The examples/data-and-pipelines/change_feed_processor/ sample listens to Cosmos DB changes in maindb/items and processes changed documents in batches. It configures a lease container so the runtime can coordinate checkpoints and partition ownership across instances.

This recipe is a strong fit for data synchronization, denormalization, audit pipelines, and downstream event projection where inserts and updates in Cosmos DB should trigger asynchronous work.

When to Use

  • You need to react to document inserts and updates without polling manually.
  • You want scalable, partition-aware processing with checkpointing.
  • You are building eventual-consistency projections from operational data.

When NOT to Use

  • You need synchronous request/response behavior immediately after each write.
  • Deletes must be observed directly and your projection cannot infer them from document state.
  • The downstream system cannot tolerate replayed batches or at-least-once delivery.

Architecture

flowchart LR
    upstream[API / Upstream app] -->|writes docs| cosmos[Cosmos DB items container]
    cosmos -->|change feed| trigger[cosmos_db_trigger]
    leases[(leases container)] --> trigger
    trigger --> processor[process_cosmos_changes]
    processor --> projection[downstream processing]

Behavior

sequenceDiagram
    participant App as Upstream app
    participant Cosmos as Cosmos DB
    participant Lease as leases container
    participant Func as process_cosmos_changes

    App->>Cosmos: insert/update documents
    Cosmos->>Func: deliver changed docs batch
    Func->>Lease: checkpoint partition progress
    loop for each change
        Func->>Func: _process_change(change)
    end
    Func-->>Cosmos: batch handled

Prerequisites

  • Python 3.10+
  • Azure Functions Core Tools v4
  • Azure Cosmos DB account with database maindb and container items
  • Lease container leases (or permission to create it automatically)

Project Structure

examples/data-and-pipelines/change_feed_processor/
|-- function_app.py
|-- host.json
|-- local.settings.json.example
|-- pyproject.toml
`-- README.md

Implementation

The trigger binding defines both source and lease containers. The runtime passes a list of changed documents, allowing batch-oriented processing while preserving per-document handling inside the loop.

@app.cosmos_db_trigger(
    arg_name="docs",
    database_name="maindb",
    container_name="items",
    connection="CosmosDBConnection",
    lease_container_name="leases",
    create_lease_container_if_not_exists=True,
)
def process_cosmos_changes(docs: list[dict[str, Any]]) -> None:
    if not docs:
        logger.info("No documents found in this change feed batch.")
        return

Each changed document is mapped into a simple business summary in _process_change, which is where you would typically add idempotent writes, enrichment, or event publication.

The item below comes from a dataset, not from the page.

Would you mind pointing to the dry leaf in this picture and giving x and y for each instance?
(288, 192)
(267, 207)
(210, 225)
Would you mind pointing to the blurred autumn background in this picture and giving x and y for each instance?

logger.info("Received %d changed document(s) from Cosmos DB.", len(docs))
for change in docs:
    outcome = _process_change(change)
    logger.info("Processed change: %s", outcome)

def _process_change(change: dict[str, Any]) -> str:
    document_id = str(change.get("id", "unknown-id"))
    category = str(change.get("category", "uncategorized"))
    return f"id={document_id} category={category} status=synced"

Run Locally

cd examples/data-and-pipelines/change_feed_processor
pip install -e ".[dev]"
func start

Expected Output

[Information] Received 2 changed document(s) from Cosmos DB.
[Information] Processed change: id=order-1001 category=retail status=synced
[Information] Processed change: id=order-1002 category=wholesale status=synced
[Information] No documents found in this change feed batch.

Production Considerations

  • Scaling: partition strategy and RU budget determine maximum change-feed throughput.
  • Retries: transient errors can replay batches; treat handlers as replay-safe.
  • Idempotency: use document id plus _etag or version fields to prevent duplicate side effects.
  • Observability: track lease lag, batch size, and processing duration per invocation.
  • Security: scope Cosmos DB access with least privilege and private networking where required.